Lieutenant Commander M. S. Batterham RANVR was serving in the Naval Ordnance and Underwater Weapons Directorate in Navy Office at the time and initiated the requirement to establish a similar organisation in the RAN. He raised the proposal in January 1951 which was supported by the Naval Staff and approved by the First Naval Member, Vice Admiral Sir John Collins on 2 February 1951.
Epilogue
Mould’s RANVR appointment was terminated on 26 November 1945 in Britain. He obtained a post as an architect with the allied military government in Germany and helped with that country’s reconstruction.
In December 1945 Goldsworthy was appointed to the British Naval Technical Mission to Japan and assisted in compilation of a report on Japanese underwater weapons. He returned to Australia in HMS Formidable arriving Sydney in April 1946 and was demobilised in May.
Having been promoted Acting Lieutenant Commander on 30 September 1945, Gosse was demobilised on 20 March 1946 and returned to his home in Adelaide.
Batterham returned to Australia in January 1946 where he was involved in post-war bomb and mine disposal in the islands to Australia’s north. He was appointed to Navy Office in 1948 and, after initiating the requirement to establish a Clearance Diving Branch in the RAN in 1951, was the driving force behind the early development of clearance diving in the RAN.

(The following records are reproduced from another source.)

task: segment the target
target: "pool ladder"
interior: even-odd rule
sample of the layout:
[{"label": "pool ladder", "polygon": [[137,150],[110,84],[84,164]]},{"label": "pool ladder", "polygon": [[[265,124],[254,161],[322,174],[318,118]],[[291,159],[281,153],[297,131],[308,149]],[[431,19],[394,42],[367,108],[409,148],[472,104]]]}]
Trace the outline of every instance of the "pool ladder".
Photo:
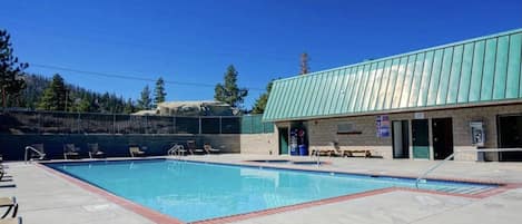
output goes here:
[{"label": "pool ladder", "polygon": [[29,160],[32,160],[32,158],[29,159],[29,152],[32,152],[32,153],[36,153],[39,157],[38,157],[38,160],[41,160],[46,157],[46,154],[38,150],[37,148],[32,147],[32,146],[26,146],[26,153],[23,154],[23,160],[26,162],[29,162]]},{"label": "pool ladder", "polygon": [[315,155],[315,157],[316,157],[317,168],[319,168],[319,166],[321,166],[321,153],[319,153],[319,150],[317,150],[317,149],[315,149],[315,150],[313,150],[313,152],[314,152],[314,155]]},{"label": "pool ladder", "polygon": [[181,159],[185,155],[185,147],[183,145],[174,145],[170,149],[168,149],[167,155],[175,156],[177,159]]},{"label": "pool ladder", "polygon": [[439,162],[437,164],[431,166],[427,168],[425,172],[423,172],[416,179],[415,179],[415,187],[418,188],[418,183],[426,183],[426,176],[441,167],[443,164],[445,164],[447,160],[452,159],[455,157],[456,154],[463,153],[463,152],[473,152],[473,153],[487,153],[487,152],[522,152],[522,148],[484,148],[484,149],[457,149],[451,155],[449,155],[444,160]]}]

Batterham was awarded the OBE for ‘courage and devotion to duty’ in June 1952. His citation noted that: ‘Since 1943 he had been engaged intermittently on mine clearance and other duties of a hazardous nature…including the clearance of former enemy-held ports in Europe and RMS duties in Rabaul after the Japanese surrender. By his skill, courage and leadership he was an outstanding example to his subordinates’. He was promoted to Commander in June 1956 and retired in 1966 to continue his involvement in diving by managing a diving equipment company.